You observe a green apple. According to Bayesian confirmation theory, what is the relationship between this observation and the hypothesis 'All ravens are black'?
AIt does not confirm the hypothesis at all — only observations of ravens can confirm claims about ravens
BIt disconfirms the hypothesis, because the apple is irrelevant evidence
CIt confirms the hypothesis, but only infinitesimally, because almost all objects are non-black non-ravens
DIt confirms the hypothesis as strongly as observing a black raven, because they are logically equivalent
On the Bayesian account, E confirms H if P(H|E) > P(H). The green apple is a non-black non-raven, which satisfies the logically equivalent form of the hypothesis. So formally it does raise our credence in H — but only infinitesimally. The key Bayesian insight is that the degree of confirmation depends on how informative the evidence is: there are vastly more non-black things than ravens, so seeing one more non-black non-raven barely moves the needle. Observing a black raven, by contrast, is much more confirmatory because ravens are rare and the observation was therefore much more probable given H than given ¬H.

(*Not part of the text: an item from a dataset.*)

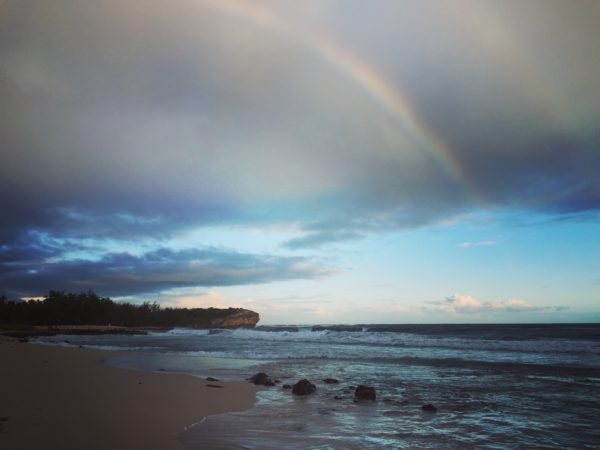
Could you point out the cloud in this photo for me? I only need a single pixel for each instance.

Question 2 Multiple Choice
A scientist is testing whether a new drug reduces inflammation. Which observation provides stronger Bayesian confirmation for the hypothesis 'This drug reduces inflammation'?

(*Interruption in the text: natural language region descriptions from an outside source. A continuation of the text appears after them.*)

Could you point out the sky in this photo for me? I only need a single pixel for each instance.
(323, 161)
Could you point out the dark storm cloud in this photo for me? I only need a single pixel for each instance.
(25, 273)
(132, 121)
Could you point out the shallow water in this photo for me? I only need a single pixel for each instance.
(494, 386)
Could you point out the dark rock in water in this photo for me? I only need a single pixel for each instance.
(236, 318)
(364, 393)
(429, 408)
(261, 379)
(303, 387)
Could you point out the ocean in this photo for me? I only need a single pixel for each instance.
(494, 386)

AA patient who did not take the drug and showed no change — this is consistent with the hypothesis
BA patient who took the drug and showed reduced inflammation — this was more likely to occur if the hypothesis is true
CBoth observations confirm the hypothesis equally, since both are consistent with it
DNeither observation confirms anything because consistency with a hypothesis is not evidence for it
Bayesian confirmation is not about consistency but about the likelihood ratio P(E|H)/P(E|¬H). A patient who took the drug and improved is highly likely given H and less likely given ¬H (where improvement is just random), so the likelihood ratio is large — strong confirmation. A patient who did not take the drug and showed no change is equally probable whether or not the drug works, so the likelihood ratio is near 1 — negligible confirmation. The Bayesian framework explains why 'consistent with the hypothesis' is not the same as 'confirms the hypothesis.'
Question 3 True / False
According to Bayesian confirmation theory, confirmation is a matter of degree rather than an all-or-nothing relation between an observation and a hypothesis.
TTrue
FFalse
Answer: True
This is one of the most important conceptual contributions of Bayesian confirmation theory. Rather than asking 'does E confirm H?' (binary), Bayesian theory asks 'by how much does E raise the probability of H?' The answer depends on the prior probability of H and the likelihood ratio P(E|H)/P(E|¬H). The same observation can strongly confirm one hypothesis and weakly confirm another. This graduated picture resolves many apparent paradoxes — like why the green apple 'confirms' all ravens are black but in such a negligible way that it feels like no confirmation at all.
Question 4 True / False
Hempel resolved the ravens paradox by arguing that the green apple definitely does not confirm 'Most ravens are black,' because primarily objects in the relevant reference class (ravens) can confirm claims about that class.
TTrue
FFalse
Answer: False
Hempel's actual response was the opposite: he accepted that the green apple does (weakly) confirm 'All ravens are black,' because it satisfies the logically equivalent formulation 'All non-black things are non-ravens.' Hempel argued that our intuition that the apple is irrelevant reflects a pragmatic point about where we expect evidence to come from, not a logical error. It was Hempel's acceptance of the paradoxical conclusion — not its rejection — that motivated philosophers to search for better accounts. The Bayesian approach, which came later, explains why the apple confirmation feels trivial without denying it.
Question 5 Short Answer
Explain why the Bayesian account of confirmation handles the ravens paradox more satisfyingly than simply accepting that the green apple fully confirms 'All ravens are black.'
Think about your answer, then reveal below.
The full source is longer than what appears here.